We have had trainers tell us to just walk the other way, when you see another dog coming--tried that and it's not a great solution for us. We've tried treats, distractions, etc. Inevitably, if out for a walk someone is going to have to walk past us. 

We are becoming more and more anxious (I know NOT helpful to her), and are not even taking her for walks any longer. I won't allow my babysitter and young son to go out with her, for fear that she will take off and hurt someone. We do take her to dog parks and doggie daycare which she loves and is wonderful interacting with dogs--but again this is all off leash. 

We are using a prong collar and it's working OK, but it seems like a quick and short term "fix" when she's turning into a "pscho". She may never be a dog we can take to parks, the Farmer's Market, etc. BUT, we need to get her to a point where it's safe for her to be walked. 

Any advice would be GREATLY appreciated. Also, any suggestions for Behavioral Specialists in the San Francisco Bay Area would be great. 

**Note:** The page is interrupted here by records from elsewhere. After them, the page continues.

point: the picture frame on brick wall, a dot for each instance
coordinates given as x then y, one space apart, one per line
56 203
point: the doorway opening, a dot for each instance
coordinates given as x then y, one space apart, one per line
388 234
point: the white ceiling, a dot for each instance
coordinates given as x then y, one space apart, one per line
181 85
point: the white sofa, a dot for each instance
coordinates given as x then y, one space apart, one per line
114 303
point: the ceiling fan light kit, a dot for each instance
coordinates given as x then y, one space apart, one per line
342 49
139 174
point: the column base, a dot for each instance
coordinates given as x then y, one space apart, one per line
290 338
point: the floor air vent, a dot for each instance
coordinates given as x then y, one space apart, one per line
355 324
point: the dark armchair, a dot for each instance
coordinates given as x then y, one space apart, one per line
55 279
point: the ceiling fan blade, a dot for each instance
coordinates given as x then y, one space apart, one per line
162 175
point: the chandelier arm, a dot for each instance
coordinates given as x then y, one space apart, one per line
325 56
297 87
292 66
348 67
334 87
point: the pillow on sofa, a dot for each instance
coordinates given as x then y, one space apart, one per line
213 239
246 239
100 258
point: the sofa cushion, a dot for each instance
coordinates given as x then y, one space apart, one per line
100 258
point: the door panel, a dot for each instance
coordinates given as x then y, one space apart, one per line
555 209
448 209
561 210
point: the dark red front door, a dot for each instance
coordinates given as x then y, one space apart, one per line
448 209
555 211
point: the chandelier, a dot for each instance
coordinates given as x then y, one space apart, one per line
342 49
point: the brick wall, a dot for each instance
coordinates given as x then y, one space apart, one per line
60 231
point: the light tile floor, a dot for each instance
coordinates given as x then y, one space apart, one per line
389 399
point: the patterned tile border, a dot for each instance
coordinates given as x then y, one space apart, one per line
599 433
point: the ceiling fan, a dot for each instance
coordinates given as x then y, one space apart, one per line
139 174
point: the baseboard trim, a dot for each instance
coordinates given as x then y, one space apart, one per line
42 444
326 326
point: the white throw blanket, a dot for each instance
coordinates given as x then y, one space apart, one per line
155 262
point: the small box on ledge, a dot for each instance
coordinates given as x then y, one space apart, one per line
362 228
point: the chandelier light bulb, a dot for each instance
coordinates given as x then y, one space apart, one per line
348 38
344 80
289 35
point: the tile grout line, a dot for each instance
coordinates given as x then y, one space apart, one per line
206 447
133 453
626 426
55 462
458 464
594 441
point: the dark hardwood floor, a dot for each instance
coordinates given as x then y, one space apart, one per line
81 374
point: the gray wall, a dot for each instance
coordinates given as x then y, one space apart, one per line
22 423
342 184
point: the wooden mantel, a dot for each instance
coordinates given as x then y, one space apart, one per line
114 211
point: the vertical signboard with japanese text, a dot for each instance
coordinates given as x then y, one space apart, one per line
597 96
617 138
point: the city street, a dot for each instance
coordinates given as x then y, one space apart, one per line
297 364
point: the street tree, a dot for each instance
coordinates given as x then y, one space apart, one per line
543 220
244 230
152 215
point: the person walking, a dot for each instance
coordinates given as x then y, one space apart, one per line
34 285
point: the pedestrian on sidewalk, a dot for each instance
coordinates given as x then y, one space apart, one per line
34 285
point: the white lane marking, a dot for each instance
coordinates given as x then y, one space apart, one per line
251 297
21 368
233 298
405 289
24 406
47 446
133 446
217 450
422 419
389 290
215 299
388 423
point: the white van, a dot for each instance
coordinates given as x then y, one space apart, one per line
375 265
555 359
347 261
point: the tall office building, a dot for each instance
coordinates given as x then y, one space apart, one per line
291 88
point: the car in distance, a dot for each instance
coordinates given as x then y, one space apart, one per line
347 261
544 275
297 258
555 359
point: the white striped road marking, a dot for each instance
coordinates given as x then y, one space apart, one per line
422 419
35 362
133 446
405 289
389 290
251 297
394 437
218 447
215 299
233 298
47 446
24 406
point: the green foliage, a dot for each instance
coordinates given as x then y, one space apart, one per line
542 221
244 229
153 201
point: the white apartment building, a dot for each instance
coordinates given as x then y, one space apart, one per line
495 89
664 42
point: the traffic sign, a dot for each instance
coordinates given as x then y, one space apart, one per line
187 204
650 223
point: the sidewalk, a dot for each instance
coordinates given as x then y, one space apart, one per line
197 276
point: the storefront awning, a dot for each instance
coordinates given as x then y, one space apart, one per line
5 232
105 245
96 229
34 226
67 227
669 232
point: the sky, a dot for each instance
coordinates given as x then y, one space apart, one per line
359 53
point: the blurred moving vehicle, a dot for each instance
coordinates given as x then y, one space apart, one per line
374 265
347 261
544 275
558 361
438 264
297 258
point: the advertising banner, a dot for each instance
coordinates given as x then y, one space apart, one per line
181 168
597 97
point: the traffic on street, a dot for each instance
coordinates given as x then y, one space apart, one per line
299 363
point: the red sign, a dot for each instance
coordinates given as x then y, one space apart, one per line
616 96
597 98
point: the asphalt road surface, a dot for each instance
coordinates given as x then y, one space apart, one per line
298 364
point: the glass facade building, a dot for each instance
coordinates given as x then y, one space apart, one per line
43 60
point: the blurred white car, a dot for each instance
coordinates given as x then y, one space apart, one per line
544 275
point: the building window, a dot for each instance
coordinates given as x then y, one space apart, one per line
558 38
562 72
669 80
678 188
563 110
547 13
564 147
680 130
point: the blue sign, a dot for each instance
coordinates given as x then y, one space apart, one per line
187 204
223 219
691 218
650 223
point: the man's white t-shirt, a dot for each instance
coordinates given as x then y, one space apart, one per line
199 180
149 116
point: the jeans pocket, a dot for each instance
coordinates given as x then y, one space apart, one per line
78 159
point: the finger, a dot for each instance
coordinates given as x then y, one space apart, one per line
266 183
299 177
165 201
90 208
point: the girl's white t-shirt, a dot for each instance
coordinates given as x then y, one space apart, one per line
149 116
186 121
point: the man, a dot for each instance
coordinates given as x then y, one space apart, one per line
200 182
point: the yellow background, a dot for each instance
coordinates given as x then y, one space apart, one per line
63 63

Thank you all for your time and suggestions!

Ella


----------



## Bear L (Feb 9, 2012)

I have a leash aggressive dog. I'll send you a private message.


----------



## Freestep (May 1, 2011)

Look up Julia Priest, she is in Galt (near Stockton) and is a great trainer. She should be able to help you with your leash issues.


----------



## kristasgma (Jun 6, 2013)

Bear L said:


> I have a leash aggressive dog. I'll send you a private message.



Can I also get in on that private message? This is our problem also.....:crazy:


----------



## dioworld (Feb 1, 2012)

We've been into this situation before 
PM me if you need recommendation for a great trainer, I've been to multiple trainer, a few very reputable ones and i can let you know how i feel about each of them and their training method


----------